Heinrich Scheidemann (ca 1595–1663) was one of several North German organists of his generation to study with the famous Sweelinck in Amsterdam; he then returned to Hamburg, where he served St Catherine’s Church for thirty years until his death, leaving behind a number of sets of hymn- and Magnificat-versets, as well as hymn-fantasias, free works, and organ arrangements of vocal motets.

Like those of other North German composers, Scheidemann’s Magnificat sets contain fewer verses than are needed for strict verse-by-verse alternation with the sung chant; the organ verses may have replaced only certain sung verses, or been interspersed as interludes among groups of verses (as tonight), or been used in a three-way rotation with sung chant and vocal-instrumental settings.

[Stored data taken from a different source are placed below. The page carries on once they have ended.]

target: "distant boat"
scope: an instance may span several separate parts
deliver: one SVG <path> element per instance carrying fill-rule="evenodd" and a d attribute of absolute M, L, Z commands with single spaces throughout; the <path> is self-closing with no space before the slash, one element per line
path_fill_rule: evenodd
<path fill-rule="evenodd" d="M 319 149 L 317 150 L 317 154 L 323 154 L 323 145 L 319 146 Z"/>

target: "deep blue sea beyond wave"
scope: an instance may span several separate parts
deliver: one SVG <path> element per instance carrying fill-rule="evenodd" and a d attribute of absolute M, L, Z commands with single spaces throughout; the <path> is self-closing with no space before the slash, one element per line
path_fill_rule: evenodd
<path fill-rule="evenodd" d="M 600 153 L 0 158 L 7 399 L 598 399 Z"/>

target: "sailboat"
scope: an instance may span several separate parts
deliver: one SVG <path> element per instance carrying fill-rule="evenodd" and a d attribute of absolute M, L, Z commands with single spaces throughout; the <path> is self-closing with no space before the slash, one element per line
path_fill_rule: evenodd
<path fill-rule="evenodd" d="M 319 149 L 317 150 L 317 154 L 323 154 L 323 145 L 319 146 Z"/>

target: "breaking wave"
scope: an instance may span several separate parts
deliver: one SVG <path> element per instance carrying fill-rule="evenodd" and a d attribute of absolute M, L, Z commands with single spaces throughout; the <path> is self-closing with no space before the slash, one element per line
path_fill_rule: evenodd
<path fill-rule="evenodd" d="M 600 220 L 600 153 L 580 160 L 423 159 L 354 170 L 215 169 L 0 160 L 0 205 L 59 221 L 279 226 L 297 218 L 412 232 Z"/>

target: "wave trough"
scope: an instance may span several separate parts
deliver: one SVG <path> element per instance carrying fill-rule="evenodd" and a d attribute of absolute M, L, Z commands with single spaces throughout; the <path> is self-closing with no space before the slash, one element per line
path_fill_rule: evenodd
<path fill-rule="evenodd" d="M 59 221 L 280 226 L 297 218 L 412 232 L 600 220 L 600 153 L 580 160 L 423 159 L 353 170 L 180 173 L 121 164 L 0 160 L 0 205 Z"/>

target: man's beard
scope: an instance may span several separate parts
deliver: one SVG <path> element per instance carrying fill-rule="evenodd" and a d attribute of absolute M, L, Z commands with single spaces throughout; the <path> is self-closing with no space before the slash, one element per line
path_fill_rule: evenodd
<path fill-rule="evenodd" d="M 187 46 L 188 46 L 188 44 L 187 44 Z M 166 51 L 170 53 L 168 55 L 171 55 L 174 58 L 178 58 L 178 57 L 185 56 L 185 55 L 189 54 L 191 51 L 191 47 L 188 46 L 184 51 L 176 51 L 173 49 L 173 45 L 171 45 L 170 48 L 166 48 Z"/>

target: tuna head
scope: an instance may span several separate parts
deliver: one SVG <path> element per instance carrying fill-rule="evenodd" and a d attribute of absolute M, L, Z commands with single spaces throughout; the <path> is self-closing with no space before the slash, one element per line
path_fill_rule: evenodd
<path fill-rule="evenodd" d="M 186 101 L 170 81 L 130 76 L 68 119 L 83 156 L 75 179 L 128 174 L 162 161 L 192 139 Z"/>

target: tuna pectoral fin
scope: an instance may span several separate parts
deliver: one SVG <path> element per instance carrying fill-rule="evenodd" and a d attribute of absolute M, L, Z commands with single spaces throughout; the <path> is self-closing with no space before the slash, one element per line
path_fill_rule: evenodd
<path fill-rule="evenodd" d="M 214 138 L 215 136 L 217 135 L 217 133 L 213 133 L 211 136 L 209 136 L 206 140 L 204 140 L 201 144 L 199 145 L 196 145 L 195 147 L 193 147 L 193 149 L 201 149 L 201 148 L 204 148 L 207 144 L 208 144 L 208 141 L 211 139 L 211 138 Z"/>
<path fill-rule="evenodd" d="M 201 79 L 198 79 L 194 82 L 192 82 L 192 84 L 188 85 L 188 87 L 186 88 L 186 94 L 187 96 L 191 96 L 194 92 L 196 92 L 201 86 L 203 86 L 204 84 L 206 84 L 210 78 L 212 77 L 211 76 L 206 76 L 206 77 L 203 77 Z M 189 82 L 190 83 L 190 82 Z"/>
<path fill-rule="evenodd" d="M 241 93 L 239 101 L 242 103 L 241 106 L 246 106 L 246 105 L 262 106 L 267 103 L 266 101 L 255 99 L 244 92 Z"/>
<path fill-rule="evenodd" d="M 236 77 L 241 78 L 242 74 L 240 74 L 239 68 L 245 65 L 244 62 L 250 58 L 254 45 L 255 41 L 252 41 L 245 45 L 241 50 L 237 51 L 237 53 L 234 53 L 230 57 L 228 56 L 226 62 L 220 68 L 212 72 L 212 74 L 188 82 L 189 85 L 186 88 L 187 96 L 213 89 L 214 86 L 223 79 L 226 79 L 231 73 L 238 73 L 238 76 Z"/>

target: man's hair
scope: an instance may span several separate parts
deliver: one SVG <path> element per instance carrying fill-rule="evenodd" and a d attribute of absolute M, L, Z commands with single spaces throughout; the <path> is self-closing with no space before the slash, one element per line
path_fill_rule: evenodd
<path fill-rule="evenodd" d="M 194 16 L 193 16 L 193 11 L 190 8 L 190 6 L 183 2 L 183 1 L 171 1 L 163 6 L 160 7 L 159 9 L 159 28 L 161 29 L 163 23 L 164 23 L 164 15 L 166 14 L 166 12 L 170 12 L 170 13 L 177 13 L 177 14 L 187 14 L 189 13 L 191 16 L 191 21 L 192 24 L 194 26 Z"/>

The present set demonstrates several typical techniques: the first verse presents the chant tone as a cantus planus in the tenor voice; the second features a coloratura treble solo over counterpoint based on fragments of the chant tone, followed by a passage of echoes between the two manuals over the second half of the chant tone in the pedal, and finally a cadential coda with cascading figures in the solo voice; the third verse is a more straightforward and austerely beautiful piece of four-voice counterpoint based on the chant tone; and the last, for manuals alone, again treats the tone as a cantus planus, accompanied for its first half by only one other voice, and then in its second half by two voices for a fuller and quite satisfying conclusion.

Joan (Juan) Cabanilles (1644–1712) was the last master of antique Spanish organ music. He spent most of his career as organist of the cathedral in his native Valencia but was apparently well known in France, where he traveled and played several times. Tiento, roughly corresponding to the term Fantasia used elsewhere, was the name given to most Spanish organ works of the period of whatever form or style, and Cabanilles’s vast œuvre certainly runs the gamut from serene sixteenth-century-style polyphony to works pushing the boundaries of formal techniques, length, and temperament.

The present work is formally a coloratura fantasia, a typical instrumental genre of the period cultivated also at the keyboard, especially in Spain, where, though many organs had only one manual and no pedals, most of the stops were divided, allowing for solo and accompaniment to be played on the same keyboard. In this style, each musical paragraph begins with imitative entries in the accompanimental voices, which then proceed in a less strict fashion once the solo voice enters; in this work, each paragraph is based upon a succeeding phrase of the hymn melody. The piece then shifts into another gear with a jig-like figure, enlivened further with some cross-rhythm phrases and further ornamentation.